"Bank infrastruktur itu opsi yang bisa dikaji, tapi kita juga bisa mendorong pembiayaan dalam bentuk lain seperti penerbitan obligasi yang sifatnya jangka panjang, termasuk PINA atau pembiayaan investasi non-anggaran pemerintah yang memanfaatkan dana jangka panjang seperti asuransi dan dana pensiun," ujar Lukita usai menjadi pembicara kunci di acara Meeting Asias Infrastructure Needs di Jakarta, Selasa.
Lukita menuturkan untuk membiayai pembangunan infrastruktur memang tidak bisa hanya mengandalkan dana jangka pendek dari perbankan karena secara karakteristik pembiayaan tidak cocok dengan infrastruktur yang sifatnya jangka panjang.
"Asuransi dan dana pensiun itu salah satu opsi yang bisa digunakan, termasuk dana haji dalam bentuk sukuk. Jadi tidak harus selalu bank infrastruktur, tapi itu opsi yang bisa kita kaji lebih jauh," katanya.
Pembentukan bank infrastruktur mendapatkan dukungan penuh saat Menteri Keuangan masih dijabat oleh Bambang Brodjonegoro.
PT Sarana Multi Infrastruktur (SMI) dan Pusat Investasi Pemerintah (PIP) sebelumnya digadang-gadang menjadi bank infrastruktur namun hingga kini masih belum mendapat persetujuan Menteri Keuangan Sri Mulyani Indrawati.

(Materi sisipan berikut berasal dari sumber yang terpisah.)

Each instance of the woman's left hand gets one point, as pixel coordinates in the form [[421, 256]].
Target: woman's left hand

Sri Mulyani disebut masih mempelajari rencana pembentukan bank infrastruktur tersebut.
Bank infrastruktur sendiri dianggap akan mempermudah dalam mencari pendanaan untuk pembangunan infrastruktur. Bank Infrastruktur dapat menerbitkan obligasi dalam jumlah besar apabila membutuhkan modal, layaknya Bank Dunia (World Bank) atau Bank Pembangunan Asia (ADB) yang bisa menerbitkan obligasi untuk membiayai proyeknya.